Going for the One (1977)
After replacing Wakeman with the poodle-haired Patrick Moraz for Relayer, the whole band took Wakeman's lead and made solo albums. Going for the One was a back-to-basics retreat for Yes, who opted for letting Rick Wakeman back in the band, sticking mostly shorter songs and ditching the by-now-predictable Roger Dean cover art in favor of a sterile Hipgnosis design. To avoid the censorship they’d run into with featuring a nude female body on their Time and a Word in 1969, here they stuck a naked dude among some skyscrapers.
Punks were calling Yes dinosaurs by now, so the band threw a tomato at its own album as a pre-emptive strike. Actually, Wakeman threw the tomato because he thought the cover was shit and they changed it to that. This album had a real protest song on it, “Don't Kill the Whale,” which some cite as proof positive the band had jumped the shark. Anderson and Wakeman became drinking buddies during the making of this album and left before a third album with this lineup could be made.
Replacing Wakeman and Anderson with The Buggles obviously made sense to someone but, a UK tour where angry fans shouted at the band during the quiet passages convinced the Buggles that they couldn’t rewind and they’d gone too far. Trevor Horn stayed on as producer when Squire and White formed a band called Cinema with Trevor Rabin and former Yes keyboardist Tony Kaye, who by now had gotten over his opposition to keyboards that sounded like food processors and smoke alarm bleeps. Horn did't think Rabin was an adequate lead singer, and they brought back Jon Anderson and opted to call it Yes again. The band scored a massive MTV hit with “Owner of a Lonely Heart” and the lesser popular “Leave It.” But these were hits in the '80s when everyone had poodle hair like Patrick Moraz. And just like Grace Slick’s role in Starship, Anderson was back, mainly as a lead singer and not a creative force.
Big Generator (1987)
This was the album where producer Trevor Horn told Anderson to stay away for three months so he could work on material with the other band members. That’ll teach you to join a band with too many Trevors! This convinced Anderson to form the first supergroup of former Yes and King Crimson members that was not Asia.

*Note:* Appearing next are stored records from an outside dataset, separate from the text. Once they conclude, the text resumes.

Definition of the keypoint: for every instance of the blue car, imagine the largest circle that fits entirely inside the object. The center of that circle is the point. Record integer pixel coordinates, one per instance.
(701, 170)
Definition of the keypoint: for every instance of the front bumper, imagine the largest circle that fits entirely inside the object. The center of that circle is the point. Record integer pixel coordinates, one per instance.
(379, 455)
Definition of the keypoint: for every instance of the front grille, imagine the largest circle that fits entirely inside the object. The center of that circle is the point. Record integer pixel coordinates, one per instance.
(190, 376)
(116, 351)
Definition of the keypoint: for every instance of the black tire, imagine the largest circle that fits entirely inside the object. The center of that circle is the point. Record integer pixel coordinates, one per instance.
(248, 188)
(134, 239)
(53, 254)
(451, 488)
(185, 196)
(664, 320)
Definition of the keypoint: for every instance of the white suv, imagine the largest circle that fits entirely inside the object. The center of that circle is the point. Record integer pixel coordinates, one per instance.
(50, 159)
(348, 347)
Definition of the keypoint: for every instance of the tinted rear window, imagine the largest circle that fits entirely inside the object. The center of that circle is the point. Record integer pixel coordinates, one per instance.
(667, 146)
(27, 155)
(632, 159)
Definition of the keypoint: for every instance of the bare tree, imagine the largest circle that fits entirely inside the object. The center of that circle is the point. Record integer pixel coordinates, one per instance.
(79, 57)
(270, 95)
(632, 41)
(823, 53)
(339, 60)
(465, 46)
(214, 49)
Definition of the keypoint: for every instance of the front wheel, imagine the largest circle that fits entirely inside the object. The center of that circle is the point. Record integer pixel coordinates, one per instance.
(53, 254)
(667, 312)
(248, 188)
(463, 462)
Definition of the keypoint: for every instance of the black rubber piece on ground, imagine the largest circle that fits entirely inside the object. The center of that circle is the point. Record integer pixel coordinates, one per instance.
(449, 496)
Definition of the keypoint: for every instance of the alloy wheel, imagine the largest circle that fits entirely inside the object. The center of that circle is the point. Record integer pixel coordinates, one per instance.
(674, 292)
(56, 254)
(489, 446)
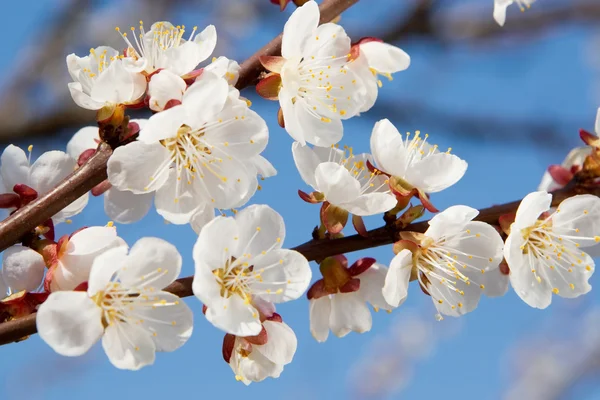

Anderson Bruford Wakeman Howe (1988)
Legally barred from going out as Yes because Squire and White retained the band name, the Fragile/Close to the Edge lineup minus Squire were legally barred from mentioning Yes on their concert posters. Thus the first "An Evening of Yes Music" was born.
Basically AWBH and the Trevor Rabin-led Yes phoning in their parts, a less unified Yes could hardly be imagined. Rick Wakeman dubbed it “Onion” because it made him cry every time he heard it. “The first cassette I received from Arista Records went out of the limo window after about 15 minutes,” he told Keyboard Player Magazine. “The next one went out of a hotel window.” The album was followed by a tour where all nine musicians made nice and played together and Anderson, Rabin, and Wakeman played together for the first time. So, in actuality, since Union was a patch job and Wakeman maintains all his parts were erased, they still have never recorded together.
Ditto for Talk, which Wakeman was invited to participate in but ultimately declined. This marked the first time Anderson was allowed in the songwriting from the start with Rabin, which resulted in a 15-minute song with three movements called “Endless Dream.” Showing Spinal Tap record review brevity, Musician summed the album in two words: “Shut Up!”